Der Lastwagenlobbyist hat darum im Parlament eine Motion eingereicht. 45 Politikerinnen und Politiker aus dem rechtsbürgerlichen Lager haben den Vorstoss mitunterzeichnet. Darunter so illustre Namen wie Doris Fiala, Andreas Glarner oder Mauro Tuena.
Sie alle sind der Meinung, dass Velofahrerinnen und Velofahrer nichts für die Infrastruktur bezahlen. Um das zu ändern, schwebt Giezendanner die Einführung einer Vignette vor. Als Vorbild könne die Autobahnvignette dienen. Grosszügigerweise möchte er die Velofahrenden aber nicht gleich stark wie die Automobilisten zur Kasse bitten: «Vernünftig wäre ein Preis von 20 Franken pro Velo und Jahr», sagte der SVP-Nationalrat gegenüber der SonntagsZeitung.
Werter Herr Giezendanner: Als Velofahrer bin ich gerne bereit, noch mehr für die Strasseninfrastruktur zu bezahlen, als ich mit meinen Steuern eh schon tue. Wenn ich dafür eine so grossartige Infrastruktur wie das Schweizer Nationalstrassen-Netz bekomme, bezahle ich sogar 40 Franken dafür. Ehrenwort! Ich freue mich jetzt schon auf die unterbruchfreie Fahrt auf einer den Velos vorbehaltenen Strecke, auf Strassen, die einen Winterdienst haben und auf Routen, auf denen ich zügig vorankomme und nicht Schlaglöcher oder Tramschienen ausweichen muss.

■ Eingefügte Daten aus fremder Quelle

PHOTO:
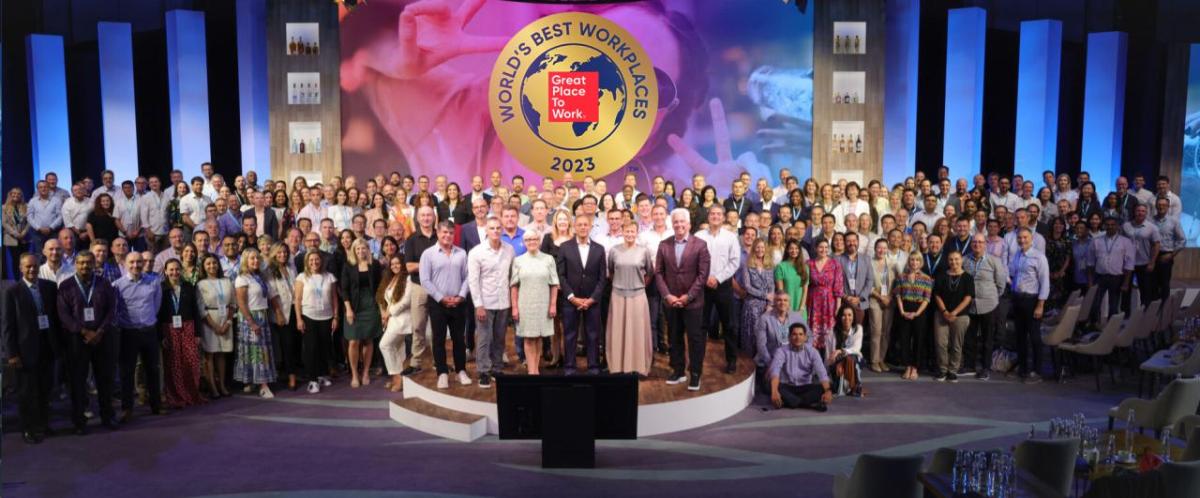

«Gefordert sind nicht die Velofahrerinnen und Velofahrer, sondern der Bund, die Kantone und Gemeinden.»
Bis das hiesige Velowegnetz aber auch nur ansatzweise mit den Autobahnen verglichen werden kann, wird noch viel, sehr viel Zeit vergehen.
Gefordert sind also nicht die Velofahrerinnen und Velofahrer, sondern der Bund, die Kantone und Gemeinden. Sie müssen den Auftrag, den sie vor mehr als drei Jahren von einer überwältigen Mehrheit der Stimmberechtigten erhalten haben, jetzt ausführen. Und irgendwann einmal werden wir – oder unsere Kinder oder die Kinder unserer Kinder – eine Veloinfrastruktur haben, die so gut ist wie die Schweizer Autobahnen.
P. S.: Wenn wir schon von Kosten sprechen: Das Bundesamt für Raumentwicklung ARE hat berechnet, dass der Schwerverkehr auf Schweizer Strassen, also die Lastwagen und Sattelschlepper, mit denen Ihr Unternehmen herum karrt, die verursachten externen Kosten nur zu knapp einem Drittel via die Leistungsabhängige Schwerverkehrsabgabe LSVA trägt. Den Grossteil der Kosten trägt die Allgemeinheit, also auch wir Velofahrenden.